15/01/2015
Helena Martins - Repórter da Agência Brasil Edição: Fábio Massalli
A decisão da Agência Nacional de Vigilância Sanitária (Anvisa) de reclassificar o canabidiol, passando a considerá-lo medicamento de uso controlado, e não mais como substância proibida, poderá facilitar o debate sobre os usos medicinais da maconha no Brasil. O canabidiol é uma substância presente na folha da maconha (Cannabis sativa), que é usada para tratamento de doenças neurológicas, de câncer e mal de Parkinson, entre outras enfermidades.
Com a reclassificação, a expectativa é que os estudos científicos sejam ampliados, viabilizando a produção de novos medicamentos. É o que diz o neurocientista da Universidade de Brasília (UnB) Renato Malcher, que considerou a decisão uma vitória política diante de visões conservadoras.
Malcher ressaltou que, antes, os estudiosos gastavam tempo e dinheiro à espera de autorização para estudar a substância. Com a decisão da Anvisa, “qualquer cientista pode simplesmente olhar um catálogo na internet e fazer a compra dele [do canabidiol] tendo que lidar apenas com a questão de taxa alfandegária e mais nada. Não precisa mais de uma autorização da Anvisa para poder lidar com uma substância proscrita”.
Estudos com maconha são feitos no Brasil pelo menos desde a década de 1930. Os primeiros destacavam os chamados males da maconha, quais perigos sociais gerados por ela e também os sintomas apresentados pelos usuários. A partir de 1960, a psicofarmacologia e a psicobiologia estudaram a planta com outros vieses, reconhecendo propriedades ansiolíticas e antipsicóticas, dentre outras.

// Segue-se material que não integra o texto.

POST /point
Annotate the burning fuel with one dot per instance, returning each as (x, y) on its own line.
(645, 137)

No entanto, a proibição da maconha no Brasil e em diversos países dificultou o avanço das pesquisas. “Não é uma novidade que a maconha tenha poderes medicinais, mas todo embargo que foi feito sobre a ciência gerou uma represa, em escala mundial, que está vazando por todos os lados”, disse Malcher.
Com a reclassificação do canabidiol, outros temas devem vir à tona, segundo o pesquisador, que aponta a necessidade de liberar os demais derivados. “A pesquisa hoje é muito prejudicada pelo próprio estigma e pela dificuldade de explorar essa área mais ampla, que é poder plantar, desenvolver plantas diferentes, extrair os óleos e testar as combinações”, explicou.
Dada a versatilidade da cannabis, a ciência tem vários caminhos de pesquisa que podem ser trilhados. Por exemplo, poderá isolar cada componente da erva que tem potencial terapêutico e testar a atividade dele, bem como produzir diferentes plantas com proporções particulares de canabinoides.
De acordo com Malcher, o extrato de cada uma dessas plantas pode ser usado para tratar doenças específicas, como psicose, esquizofrenia, ansiedade, inflamações crônicas, esclerose, epilepsia e até mesmo câncer, dado que algumas substâncias têm o poder de evitar a proliferação de células doentes.
“O que o canabidiol representa nesse momento é um ponto de inflexão. Passamos de um momento de visão muito estigmatizada sobre a planta para um momento em que a gente vai ter um respaldo social e político inevitável para explorar a metodologia que nós temos hoje para tirar o maior benefício possível dessa dádiva”, disse o neurocientista.
Segundo Malcher, os defensores da ampliação dos estudos e do uso fitoterápico da planta também terão que enfrentar os interesses da indústria farmacêutica, isso porque ela confere a cada variação genética das plantas, no caso da possibilidade da cannabis ser plantada no Brasil legalmente, uma patente, o que poderá dificultar o acesso para fins científicos e aumentar os custos do produto final. Estudos que analisaram o uso medicinal do canabidiol mostraram que, em 80% dos casos relatados, apenas essa substância foi mais efetiva no tratamento de determinadas doenças do que cerca de 12 remédios que eram usados diariamente pelos participantes da pesquisa, destacou o cientista.
As substâncias derivadas da maconha atuam sobre o que o pesquisador chamou de sistema de sinalização do organismo, responsável tanto pela percepção da saúde, como dor, tristeza e psicose, quanto por efeitos fisiológicos, a exemplo da inflamação.
Diante da situação, o cientista acredita que a indústria terá que se adaptar ao novo cenário e que os profissionais, hoje formados para receitar remédios tradicionais, poderão vivenciar “um novo paradigma”.